Mitomania wielu dzisiejszych Litwinów bazuje się na etnicznym pojęciu Litwina, rezygnując z pojęcia o narodzie jako o społeczności wieloetnicznej, jaką przecież byli Litwini Wielkiego Księstwa Litewskiego. Onegdaj każdy, za wyjątkiem Żydów i Tatarów, mieszkaniec księstwa był nazywany Litwinem. Mowa nie była czynnikiem rozstrzygającym. Język Statutu Litewskiego, mowa potoczna przeważającej części mieszkańców państwa, miała podstawę słowiańską , zbliżoną do staropolskiego i starobiałoruskiego, a najbardziej przypomina mowę, którą z pogardą niektórzy nazywają mową „prostą”. Język litewski również funkcjonował, ale przeważnie na wsi, i jak wiadomo, niemało skupisk ludzi, mówiących po litewsku zaludniało dzisiejszą Wileńszczyznę i Grodzieńszczyznę. Z drugiej strony, także sioła polskojęzyczne znajdowały się nie tylko na obszarach Wileńszczyzny, ale nawet na terytorium Kowieńszczyzny. Niektórzy litewscy historycy i językoznawcy uważają, że na Wileńszczyźnie stare nazwy — hydronimy i toponimy mają wyłącznie litewski charakter, a polskie nazwy powstały niedawno. Zarzucają Polakom spolszczanie nazw miejscowości i nazwisk.

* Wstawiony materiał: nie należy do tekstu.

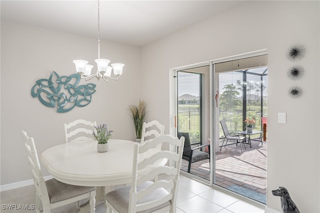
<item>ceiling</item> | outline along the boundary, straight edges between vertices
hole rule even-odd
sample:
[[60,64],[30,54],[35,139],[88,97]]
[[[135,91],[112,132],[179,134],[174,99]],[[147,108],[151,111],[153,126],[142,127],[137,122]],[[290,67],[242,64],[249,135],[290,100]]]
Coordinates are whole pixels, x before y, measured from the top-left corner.
[[[244,2],[100,0],[100,37],[143,46]],[[0,3],[2,19],[98,37],[96,0]]]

Jak wiadomo, na Wileńszczyźnie schodziła się fala etnosu bałtyckiego z falą słowiańską, dlatego nieprawdą jest stwierdzenie o wyłącznie litewskim pochodzeniu nazw miejscowości i nazwisk. Nazwiska mieszkańców WKL miały różne pochodzenie i nikt w XVI-XVII wieku nazwisk nie polszczył, ani litwinizował. Nie mam zamiaru dyskutować w obszernym, jak morze, temacie pochodzenia nazw, ale chcę tylko podać fakty z oryginalnych źródeł, jak brzmiały nazwiska oraz nazwy mniejszych miejscowości przed kilku wiekami na terytorium, dla przykładu, dzisiejszego rejonu solecznickiego. Nawet w tamtych zamierzchłych czasach, tak litewskie, jak i słowiańskie, w tym polskie nazwy, były na Wileńszczyźnie szeroko rozpowszechnione. To przekonuje, że i Słowianie i Bałtowie są na Wileńszczyźnie rdzennymi mieszkańcami.
Według Metryki Litewskiej z 1528 roku z czasów króla Rzeczypospolitej Polski Zygmunta I Starego, zgodnie z uchwałą Wielkiego Sejmu Wileńskiego był wydany rejestr obywateli WKL, który ustalał liczbę koni, które trzeba było dostarczyć na potrzeby wojska, w tym rejestr bojarów, czyli szlachty ejszyskiej, wspierających wojsko, notabene, jeszcze do Unii Lubelskiej.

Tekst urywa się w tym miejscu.